Entre um pólo e outro, a imprensa internacional convergia na incógnita africana. O “Financial Times” de dia 29 qualificava o 25 de Abril como uma “caixa de Pandora” de consequências imprevisíveis para aquele continente. Enquanto um editorial do “Chicago Tribune” previa alterações “dramáticas” que deixariam Angola, Moçambique e a Guiné “pior” do que em mãos portuguesas, o “The Guardian” do dia anterior antecipava um processo semelhante à perda de Goa para a Índia, com uma situação mais dolorosa e humilhante para a metrópole do que para as colónias.

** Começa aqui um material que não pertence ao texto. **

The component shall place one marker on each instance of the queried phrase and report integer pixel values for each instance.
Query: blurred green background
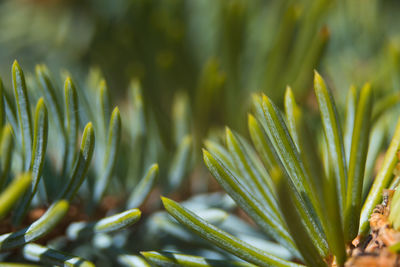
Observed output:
(215, 53)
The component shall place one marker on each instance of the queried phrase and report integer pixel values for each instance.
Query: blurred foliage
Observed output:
(214, 50)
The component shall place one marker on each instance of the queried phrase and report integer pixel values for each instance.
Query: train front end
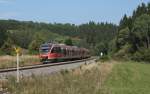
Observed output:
(44, 51)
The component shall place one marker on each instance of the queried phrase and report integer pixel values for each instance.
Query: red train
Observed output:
(50, 52)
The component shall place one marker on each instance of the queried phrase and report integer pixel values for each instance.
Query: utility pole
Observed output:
(17, 52)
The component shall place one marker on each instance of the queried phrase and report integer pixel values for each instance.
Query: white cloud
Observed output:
(8, 15)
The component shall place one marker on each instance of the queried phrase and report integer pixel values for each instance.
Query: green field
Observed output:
(129, 78)
(101, 78)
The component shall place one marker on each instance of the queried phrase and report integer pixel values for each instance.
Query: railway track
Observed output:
(44, 65)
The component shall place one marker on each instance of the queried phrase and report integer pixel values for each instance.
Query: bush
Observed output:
(142, 55)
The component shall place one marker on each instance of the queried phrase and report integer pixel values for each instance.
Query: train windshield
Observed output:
(45, 48)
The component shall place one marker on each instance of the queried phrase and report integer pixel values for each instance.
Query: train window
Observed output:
(56, 50)
(64, 51)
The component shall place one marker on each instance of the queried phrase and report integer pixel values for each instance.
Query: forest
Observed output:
(129, 40)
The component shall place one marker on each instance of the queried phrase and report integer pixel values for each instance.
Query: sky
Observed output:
(68, 11)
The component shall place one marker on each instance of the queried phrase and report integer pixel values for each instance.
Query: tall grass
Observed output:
(129, 78)
(83, 80)
(10, 61)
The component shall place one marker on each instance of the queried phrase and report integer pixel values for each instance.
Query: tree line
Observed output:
(30, 35)
(132, 40)
(128, 40)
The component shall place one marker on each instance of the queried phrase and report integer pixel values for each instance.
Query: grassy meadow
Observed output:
(100, 78)
(10, 61)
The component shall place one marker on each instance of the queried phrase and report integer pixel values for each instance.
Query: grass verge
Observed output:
(10, 61)
(129, 78)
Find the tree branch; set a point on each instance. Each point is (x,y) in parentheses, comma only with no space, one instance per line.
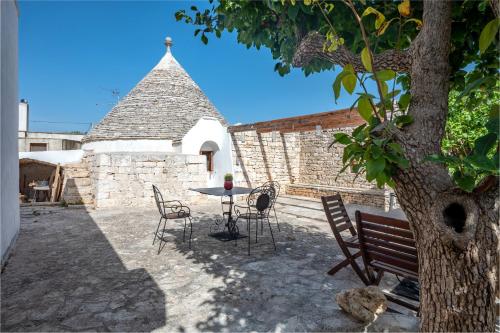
(312,47)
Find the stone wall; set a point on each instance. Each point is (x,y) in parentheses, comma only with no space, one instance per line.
(304,161)
(126,179)
(320,165)
(77,184)
(291,158)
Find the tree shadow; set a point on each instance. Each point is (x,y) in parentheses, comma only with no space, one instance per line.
(287,289)
(65,275)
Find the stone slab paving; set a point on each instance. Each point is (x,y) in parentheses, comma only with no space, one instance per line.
(97,270)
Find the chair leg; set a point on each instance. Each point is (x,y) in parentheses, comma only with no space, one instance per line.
(338,267)
(256,228)
(248,231)
(184,234)
(276,217)
(157,228)
(271,230)
(162,233)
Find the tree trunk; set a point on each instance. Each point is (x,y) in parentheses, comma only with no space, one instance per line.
(456,232)
(457,270)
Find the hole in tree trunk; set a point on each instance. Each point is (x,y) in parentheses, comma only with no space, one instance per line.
(455,216)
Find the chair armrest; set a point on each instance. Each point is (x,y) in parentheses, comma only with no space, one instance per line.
(176,206)
(238,208)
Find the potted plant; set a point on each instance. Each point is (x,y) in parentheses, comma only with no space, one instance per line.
(228,181)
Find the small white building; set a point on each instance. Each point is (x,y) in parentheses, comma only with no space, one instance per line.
(9,166)
(166,112)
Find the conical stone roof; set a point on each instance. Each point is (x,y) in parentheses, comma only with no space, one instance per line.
(165,104)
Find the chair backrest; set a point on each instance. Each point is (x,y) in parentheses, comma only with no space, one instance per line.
(337,216)
(159,200)
(387,240)
(262,198)
(274,184)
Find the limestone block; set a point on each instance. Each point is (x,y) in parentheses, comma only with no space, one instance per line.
(364,304)
(103,160)
(102,195)
(121,160)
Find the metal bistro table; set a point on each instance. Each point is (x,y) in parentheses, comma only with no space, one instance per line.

Com as sucessivas crises políticas que marcariam os meses seguintes, a imprensa internacional mudaria o foco novamente para Lisboa, com o “ABC” a dizer em Outubro, com a demissão de Spínola, que era “pouco provável a instauração de um regime democrático” e acusava uma “oligarquia de esquerda” de “expropriar” o poder “em nome do povo”.
O receio da instauração de um regime pró-soviético em Lisboa dominaria nos meses seguintes o olhar da imprensa ocidental e produziria primeiras páginas memoráveis como a da “Time” de 11 de Agosto de 1975, em que Otelo, Vasco Gonçalves e Costa Gomes surgem entre a foice o martelo sobre o título “Ameaça Vermelha em Portugal”. Episódios de um folhetim que mantinha o país em destaque durante pelo menos mais um ano.